Outre sa taille (près de deux mètres), ses appétits, son extraordinaire puissance de travail et sa prodigieuse soif de connaître, Pierre 1er Alexéevitch avait une passion : les bateaux – et c’est grâce à cette passion que la Russie devait, à l’aube du 18e siècle, sortir de son isolement. Dès le début de son règne, Pierre décida en effet de doter son pays d’une marine digne de ce nom et, pour se familiariser avec les arcanes de la construction navale, il entreprit une véritable tournée européenne, la célèbre Grande Ambassade, qui dura deux ans et dont il ramena suffisamment d’idées pour faire basculer la Russie du Moyen Âge dans les Temps modernes. Mais s’il avait acquis la technique, il lui manquait l’essentiel : un accès à la Baltique et, si possible, à la Mer Noire. Ce fut là l’argument de la Grande Guerre du Nord, qui l’opposa pendant vingt ans à son cousin Charles XII de Suède et qui apprit aux cours européennes qu’elles auraient désormais à compter avec une nouvelle et formidable puissance militaire. Vainqueur, Pierre put se consacrer à sa seconde passion, Saint-Pétersbourg, la ville qu’au prix d’innombrables vies humaines et grâce à une volonté tenace, il parvint à faire surgir des marais glacés de la Néva.

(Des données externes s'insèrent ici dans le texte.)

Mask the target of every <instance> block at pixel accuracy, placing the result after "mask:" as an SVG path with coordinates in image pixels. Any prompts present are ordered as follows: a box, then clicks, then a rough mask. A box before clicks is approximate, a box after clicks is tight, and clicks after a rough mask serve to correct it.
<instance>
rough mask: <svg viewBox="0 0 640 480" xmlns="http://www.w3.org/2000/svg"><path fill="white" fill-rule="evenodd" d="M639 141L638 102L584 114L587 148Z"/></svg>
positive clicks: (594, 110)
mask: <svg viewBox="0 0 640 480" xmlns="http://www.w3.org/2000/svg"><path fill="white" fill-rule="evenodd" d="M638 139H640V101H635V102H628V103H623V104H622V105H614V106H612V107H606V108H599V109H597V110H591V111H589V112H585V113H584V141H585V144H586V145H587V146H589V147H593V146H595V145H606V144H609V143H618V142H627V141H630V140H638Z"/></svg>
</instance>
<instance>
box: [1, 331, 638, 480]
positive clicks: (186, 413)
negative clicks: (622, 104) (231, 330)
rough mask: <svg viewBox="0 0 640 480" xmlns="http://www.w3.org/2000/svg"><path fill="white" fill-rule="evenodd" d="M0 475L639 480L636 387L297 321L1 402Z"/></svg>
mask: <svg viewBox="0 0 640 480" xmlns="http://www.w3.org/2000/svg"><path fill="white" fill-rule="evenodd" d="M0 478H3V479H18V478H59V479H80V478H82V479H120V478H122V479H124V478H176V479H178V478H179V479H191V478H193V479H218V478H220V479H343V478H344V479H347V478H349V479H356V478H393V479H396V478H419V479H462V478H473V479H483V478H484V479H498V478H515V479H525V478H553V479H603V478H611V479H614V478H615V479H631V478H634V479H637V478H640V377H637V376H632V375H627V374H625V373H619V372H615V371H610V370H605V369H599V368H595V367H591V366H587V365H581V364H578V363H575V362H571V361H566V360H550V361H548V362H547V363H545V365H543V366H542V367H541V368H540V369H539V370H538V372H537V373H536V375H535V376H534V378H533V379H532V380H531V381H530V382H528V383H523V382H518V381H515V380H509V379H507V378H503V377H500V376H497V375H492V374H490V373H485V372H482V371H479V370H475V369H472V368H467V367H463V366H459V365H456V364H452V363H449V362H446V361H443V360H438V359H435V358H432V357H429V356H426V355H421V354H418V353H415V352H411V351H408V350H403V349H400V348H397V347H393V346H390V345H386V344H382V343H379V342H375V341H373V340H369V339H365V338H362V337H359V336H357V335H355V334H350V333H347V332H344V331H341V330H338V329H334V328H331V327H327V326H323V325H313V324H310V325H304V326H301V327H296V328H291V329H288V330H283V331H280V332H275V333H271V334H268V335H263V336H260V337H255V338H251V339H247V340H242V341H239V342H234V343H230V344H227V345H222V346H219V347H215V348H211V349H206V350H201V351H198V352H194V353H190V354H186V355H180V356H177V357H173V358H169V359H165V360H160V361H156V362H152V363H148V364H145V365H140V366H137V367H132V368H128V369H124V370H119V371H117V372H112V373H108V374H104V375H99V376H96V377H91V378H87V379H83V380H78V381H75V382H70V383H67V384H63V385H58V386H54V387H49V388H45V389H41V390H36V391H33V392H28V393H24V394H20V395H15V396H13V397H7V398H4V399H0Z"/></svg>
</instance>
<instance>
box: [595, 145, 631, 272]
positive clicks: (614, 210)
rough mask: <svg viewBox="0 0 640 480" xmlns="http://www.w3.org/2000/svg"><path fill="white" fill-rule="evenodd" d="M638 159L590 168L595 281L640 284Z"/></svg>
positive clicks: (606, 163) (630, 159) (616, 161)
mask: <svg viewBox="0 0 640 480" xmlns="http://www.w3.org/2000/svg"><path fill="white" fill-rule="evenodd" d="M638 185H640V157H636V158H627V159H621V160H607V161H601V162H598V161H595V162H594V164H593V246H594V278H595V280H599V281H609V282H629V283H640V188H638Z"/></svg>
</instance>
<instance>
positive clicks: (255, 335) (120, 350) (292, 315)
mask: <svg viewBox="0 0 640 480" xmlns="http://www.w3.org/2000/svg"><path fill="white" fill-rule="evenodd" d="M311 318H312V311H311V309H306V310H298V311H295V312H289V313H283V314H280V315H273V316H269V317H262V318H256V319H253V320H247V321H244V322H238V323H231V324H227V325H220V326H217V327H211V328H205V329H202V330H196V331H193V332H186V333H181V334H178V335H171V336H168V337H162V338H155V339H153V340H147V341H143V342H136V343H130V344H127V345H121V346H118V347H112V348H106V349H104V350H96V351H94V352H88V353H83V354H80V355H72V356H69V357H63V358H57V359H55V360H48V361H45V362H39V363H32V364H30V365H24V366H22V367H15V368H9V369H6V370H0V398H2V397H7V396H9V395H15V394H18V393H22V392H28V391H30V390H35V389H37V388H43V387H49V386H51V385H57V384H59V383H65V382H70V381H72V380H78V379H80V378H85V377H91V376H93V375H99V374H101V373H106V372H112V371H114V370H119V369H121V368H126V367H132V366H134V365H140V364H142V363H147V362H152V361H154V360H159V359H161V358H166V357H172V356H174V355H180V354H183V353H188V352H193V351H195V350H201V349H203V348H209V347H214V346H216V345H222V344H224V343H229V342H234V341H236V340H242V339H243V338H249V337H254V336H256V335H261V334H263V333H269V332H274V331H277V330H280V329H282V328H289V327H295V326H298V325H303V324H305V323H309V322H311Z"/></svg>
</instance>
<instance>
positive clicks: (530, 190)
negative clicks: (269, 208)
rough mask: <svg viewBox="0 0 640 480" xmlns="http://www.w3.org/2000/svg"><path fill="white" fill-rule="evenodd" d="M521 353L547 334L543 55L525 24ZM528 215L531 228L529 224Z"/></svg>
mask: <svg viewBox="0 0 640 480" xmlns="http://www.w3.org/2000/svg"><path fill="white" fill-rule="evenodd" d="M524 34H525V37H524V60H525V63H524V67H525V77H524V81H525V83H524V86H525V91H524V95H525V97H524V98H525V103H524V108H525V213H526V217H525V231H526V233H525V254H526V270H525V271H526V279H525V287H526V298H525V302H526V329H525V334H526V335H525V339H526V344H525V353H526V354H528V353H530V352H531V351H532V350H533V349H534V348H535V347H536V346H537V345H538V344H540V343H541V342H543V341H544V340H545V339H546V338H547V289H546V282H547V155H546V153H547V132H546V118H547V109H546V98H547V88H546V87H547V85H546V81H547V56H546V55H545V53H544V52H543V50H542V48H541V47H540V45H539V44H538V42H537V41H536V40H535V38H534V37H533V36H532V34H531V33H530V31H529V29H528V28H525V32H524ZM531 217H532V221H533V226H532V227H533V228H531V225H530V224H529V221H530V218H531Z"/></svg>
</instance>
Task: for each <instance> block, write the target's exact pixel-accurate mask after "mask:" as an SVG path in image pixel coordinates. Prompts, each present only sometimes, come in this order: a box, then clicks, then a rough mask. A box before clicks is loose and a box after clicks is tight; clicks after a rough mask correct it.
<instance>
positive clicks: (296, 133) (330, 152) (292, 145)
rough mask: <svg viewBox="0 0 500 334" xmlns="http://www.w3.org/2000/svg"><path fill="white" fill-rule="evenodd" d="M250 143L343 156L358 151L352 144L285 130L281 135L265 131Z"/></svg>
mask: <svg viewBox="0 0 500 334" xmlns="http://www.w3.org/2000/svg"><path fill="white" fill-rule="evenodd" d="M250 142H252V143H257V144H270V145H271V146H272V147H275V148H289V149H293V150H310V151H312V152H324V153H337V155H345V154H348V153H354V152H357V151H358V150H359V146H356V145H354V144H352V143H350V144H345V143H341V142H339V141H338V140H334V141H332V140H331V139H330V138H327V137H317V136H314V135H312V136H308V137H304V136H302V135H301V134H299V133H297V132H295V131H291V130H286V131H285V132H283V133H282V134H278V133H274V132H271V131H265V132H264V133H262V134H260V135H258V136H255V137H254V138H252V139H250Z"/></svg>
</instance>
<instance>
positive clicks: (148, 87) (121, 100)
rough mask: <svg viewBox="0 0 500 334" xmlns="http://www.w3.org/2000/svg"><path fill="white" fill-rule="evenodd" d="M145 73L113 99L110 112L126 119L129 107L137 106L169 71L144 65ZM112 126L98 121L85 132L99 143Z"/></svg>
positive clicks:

A ce personnage hors du commun, tout à la fois despotique et génial, il fallait une biographie hors du commun… Mission accomplie par Robert K. Massie, qui allie avec talent l’érudition et ce qu’il ne faut pas hésiter à qualifier de véritable souffle épique. Dix années de travail ont été nécessaires à la réalisation de cette excellente biographie éditée en français chez Fayard. A travers les 828 pages de cet ouvrage savant qui se lit presque comme un roman, le lecteur peut percevoir l’incroyable bond en avant que constituent les quatre décennies de ce règne d’exception, dans le contexte politique, économique et social de l’Europe à la charnière des 17e et 18e siècles.
Les détails abondent, et c’est très bien : plus on en sait, et plus on veut en savoir. Le défi à relever si le volume vous rebute? Attraper l’ouvrage par n’importe quel chapitre – je dis bien : n’importe lequel – et vous vous surprendrez à gratter en amont et en aval pour compléter votre lecture. C’est bien simple : on a beau faire, on n’en sort pas! Une fois qu’on tient un fil, il faut tirer toute la bobine… Ainsi, j’ai enchaîné les recherches parallèles sur les dynasties imbriquées de Suède et de Danemark, sur Guillaume d’Orange et surtout sur Charles XII de Suède, avec cette merveilleuse Histoire de Charles XII de Voltaire. Une seule solution, alors : on prend Pierre le Grand au début et on se laisse entraîner.
Pour illustrer cet article, j’ai choisi un extrait qui aborde le détail du second voyage de Pierre en Europe, en 1717, et particulièrement la visite que lui fit le jeune roi de France Louis XV, alors âgé de 7 ans, lors du séjour du tsar à Paris, au début du mois de mai.
« (…) Le roi de France vint rendre visite à son invité. Le tsar qui s’était avancé jusqu’à la portière du carrosse saisit alors le petit garçon dans ses bras à la stupéfaction de la suite française, le souleva à la hauteur de son visage et l’embrassa plusieurs fois. Bien qu’il n’eût pas été préparé à ces effusions, Louis les prit fort bien et ne manifesta aucune frayeur. La première surprise surmontée, les Français furent frappés par la grâce de Pierre et la tendresse qu’il manifestait ainsi, marquant à la fois l’égalité des rangs et la différence des âges. Après l’avoir embrassé encore une fois, il reposa le petit roi par terre et l’escorta jusqu’à la salle de réception. Là, Louis récita un petit discours appris par cœur, après quoi la conversation se déroula avec le duc du Maine et le maréchal de Villeroi (…). Au bout d’un quart d’heure, Pierre se leva et reprenant Louis dans ses bras, le reconduisit à son carrosse ».